Many are still suffering through unemployment. The unemployment rate may have dropped for January to 9.7 percent from 10 percent, but for some technology workers, those up and down rate fluctuations are a news story with little resonance.
If you are an aging technology worker, the challenges are tough and fraught with life-changing decisions. Do I make a career change? Do I gain new skills? Do I go in more debt to receive new skills? What can I really afford?
Take a look at a few threads of a piece on long-term unemployment by USA Today:
[Chris] McKenzie, 40, has been out of work since he was laid off from a $60,000-a-year job at a small technology company last March. "The only jobs I have been offered won't even allow me to cover bills," he says. "You build a lifestyle around the job you think you're going to have forever." McKenzie, his wife and two boys don't go out much anymore.
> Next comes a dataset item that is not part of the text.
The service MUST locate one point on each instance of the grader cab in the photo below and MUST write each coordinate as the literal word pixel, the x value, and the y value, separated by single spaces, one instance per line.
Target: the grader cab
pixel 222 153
They think twice about visiting friends to watch football, which would mean spending money on gasoline, beer and snacks.
And this, from the same article:
Rob Phipps, 49, of Sandwich, Ill., thought he had braced himself for the worst. When he lost his job as a software engineer for a big telecommunications company, he figured it would take six to 12 months to find another job. That was 17 months ago. He gets up every morning and looks for work.
Phipps keeps busy by reading up on the latest technology, watching movies and playing Scrabble with his wife. "I've repainted most of the house," he says. "I've got two bathrooms to redo. I'm always hoping I don't have time to rip [a bathroom] apart because I get a job. ... You start climbing the walls. You've been solving problems for 25 years, and your mind is sharp. You want to get back to work."
My apologies for the depressing news, but despite the research with positive spin, it can be healthy to remind each other that we still have a long way to go here.
So you know, I'm currently enrolled in project management professional coursework. I know IT has been hit hard, but I believe strongly in this industry's ability to innovate, adapt and evolve--and I believe strongly in the ability of technology workers to adapt. I believe IT will be strong again, and that is not spin. I believe it.